Asia's Small Apes: Outreach for Conservation

Speaker
Dr Susan Cheyne
Event date
Event time
20:00
Venue
Museum of Natural History
Museum of Natural History
Parks Road
Oxford
OX1 3PW
Event type
Lectures and seminars
Event cost
£4 general admission, free for members of Oxford Mammal Group
Disabled access?
Yes
Booking required
Not required

Dr Susan Cheyne, co-director of the Borneo Nature Foundation, discusses how research is helping the conservation of populations of 20 species of Asia's apes spread across a challenging and varied political and physical geography.

In this talk, Dr Susan Cheyne, co-director of the Borneo Nature Foundation, will share a series of case studies about conservation activities resulting from scientific research. She will also discuss the importance of bespoke outreach and education activities that combine science and culture.
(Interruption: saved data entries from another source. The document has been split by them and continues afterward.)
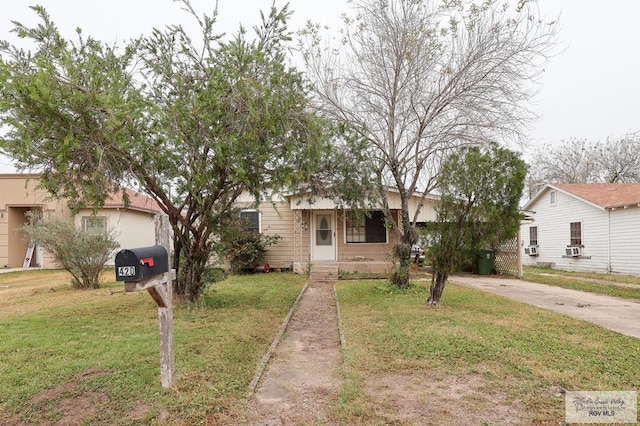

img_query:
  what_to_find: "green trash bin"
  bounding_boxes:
[476,250,494,275]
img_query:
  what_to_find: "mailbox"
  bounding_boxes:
[115,245,169,282]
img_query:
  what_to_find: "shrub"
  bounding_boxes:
[19,212,119,289]
[202,267,227,286]
[219,216,281,274]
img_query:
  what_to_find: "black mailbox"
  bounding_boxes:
[115,245,169,282]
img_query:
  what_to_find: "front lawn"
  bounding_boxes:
[334,280,640,424]
[0,270,305,425]
[2,269,638,425]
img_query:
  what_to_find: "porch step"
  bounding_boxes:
[309,263,339,282]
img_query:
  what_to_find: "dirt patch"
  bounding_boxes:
[27,368,113,425]
[54,392,109,426]
[30,368,111,405]
[364,372,526,425]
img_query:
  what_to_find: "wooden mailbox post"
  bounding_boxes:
[115,246,175,389]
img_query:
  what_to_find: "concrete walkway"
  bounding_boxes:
[449,274,640,339]
[0,267,33,274]
[250,280,342,425]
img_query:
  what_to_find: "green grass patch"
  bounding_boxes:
[525,265,640,285]
[335,279,640,424]
[0,270,305,425]
[524,266,640,300]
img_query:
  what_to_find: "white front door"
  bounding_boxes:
[312,211,336,261]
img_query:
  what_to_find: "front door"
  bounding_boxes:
[312,211,336,261]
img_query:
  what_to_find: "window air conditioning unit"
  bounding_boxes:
[565,246,582,257]
[524,246,538,256]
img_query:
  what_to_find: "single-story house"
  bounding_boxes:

This event is part of the Oxfordshire Mammal Group's Winter Lecture Series.

Ticket prices

Oxfordshire Mammal Group members: FREE

General admission: £4 payable at door

Please note there will be an opportunity to purchase annual membership to the Oxfordshire Mammal Group for £6, granting you free admission to the event.

About the speaker

Dr Susan Cheyne is co-director of Borneo Nature Foundation International, Vice Chair of the IUCN SSC Primate Specialist Group Section on Small Apes and a Teaching Fellow on the MSc in Primate Conservation and in Biological Anthropology at Oxford Brookes University.

She has carried out research in South East Asia since 1997 and in Indonesia since 2002, and leads a long-term study of gibbon behaviour, ecology, and socio-ecology in peat-swamp forests, as well as conducting a detailed studied of gibbon population density and distribution across Indonesian Borneo (Hylobates alibarbis, H. muelleri, and H. funereus).

Dr Cheyne initiated the first long-term, detailed study of field and large mammal biodiversity and conservation in Indonesian Borneo with a focus on the Sundra clouded leopard (Neofelis diardi). She is also overseeing the continuation of the first long-term study of red langurs (Presbytis rubicunda) in peat-swamp forest and is interested in how anthropogenic factors affect the biodiversity of these forests.